Este alerta, além de demonstrar o enorme discernimento do WSWS sobre a evolução da crise política no Peru, em suas linhas gerais, é plenamente aplicável à atual encruzilhada política do Brasil e de outros países latino-americanos.
As condições econômicas dos booms de commodities do início dos anos 2000, sob os quais os governos originais da “maré rosa” chegaram ao poder e que lhes permitiram adotar uma tonalidade política “rosada”, mudaram profundamente.

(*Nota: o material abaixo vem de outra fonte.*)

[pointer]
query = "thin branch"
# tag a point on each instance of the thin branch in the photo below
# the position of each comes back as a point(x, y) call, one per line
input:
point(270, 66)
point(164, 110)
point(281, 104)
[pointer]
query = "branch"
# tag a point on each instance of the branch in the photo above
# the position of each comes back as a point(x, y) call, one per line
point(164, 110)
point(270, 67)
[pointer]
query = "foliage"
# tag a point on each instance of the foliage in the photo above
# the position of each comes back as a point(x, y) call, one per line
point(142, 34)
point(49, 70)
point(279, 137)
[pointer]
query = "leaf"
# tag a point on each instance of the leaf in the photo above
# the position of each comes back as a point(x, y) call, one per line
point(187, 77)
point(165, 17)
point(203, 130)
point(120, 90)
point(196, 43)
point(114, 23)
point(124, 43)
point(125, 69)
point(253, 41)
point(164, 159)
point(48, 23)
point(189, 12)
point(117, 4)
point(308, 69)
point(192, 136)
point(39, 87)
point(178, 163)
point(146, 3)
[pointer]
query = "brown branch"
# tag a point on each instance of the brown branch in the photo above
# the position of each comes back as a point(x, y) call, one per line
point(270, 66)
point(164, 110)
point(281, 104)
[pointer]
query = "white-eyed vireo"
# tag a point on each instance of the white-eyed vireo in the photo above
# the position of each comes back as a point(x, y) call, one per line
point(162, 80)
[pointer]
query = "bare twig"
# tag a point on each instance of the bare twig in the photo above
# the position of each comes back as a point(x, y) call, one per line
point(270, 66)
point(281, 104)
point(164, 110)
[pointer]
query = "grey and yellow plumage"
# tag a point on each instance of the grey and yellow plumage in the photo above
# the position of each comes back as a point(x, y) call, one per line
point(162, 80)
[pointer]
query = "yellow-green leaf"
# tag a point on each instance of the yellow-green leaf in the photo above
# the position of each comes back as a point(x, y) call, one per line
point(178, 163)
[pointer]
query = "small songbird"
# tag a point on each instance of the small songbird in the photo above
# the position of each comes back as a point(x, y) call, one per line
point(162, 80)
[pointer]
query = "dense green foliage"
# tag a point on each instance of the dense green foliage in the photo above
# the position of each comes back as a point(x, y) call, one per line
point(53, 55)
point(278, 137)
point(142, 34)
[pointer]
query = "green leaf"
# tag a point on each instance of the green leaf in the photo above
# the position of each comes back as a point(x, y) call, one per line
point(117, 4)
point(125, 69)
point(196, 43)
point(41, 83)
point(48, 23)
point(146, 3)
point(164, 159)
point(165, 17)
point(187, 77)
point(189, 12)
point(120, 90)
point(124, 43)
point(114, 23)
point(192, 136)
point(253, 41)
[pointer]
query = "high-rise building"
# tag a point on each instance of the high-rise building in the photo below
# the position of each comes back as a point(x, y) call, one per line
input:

Governos como o boliviano Luis Arce, o chileno Gabriel Boric, o colombiano Gustavo Petro e agora o brasileiro Lula chegaram à presidência em meio a uma explosão de oposição social às condições da crise em curso, exacerbada pela pandemia de COVID-19. Eles já estão desempenhando o mesmo papel político criminoso de Castillo: realizando ataques capitalistas contra a classe trabalhadora, fazendo concessões constantes à extrema direita e aos militares e abrindo caminho para golpes fascistas.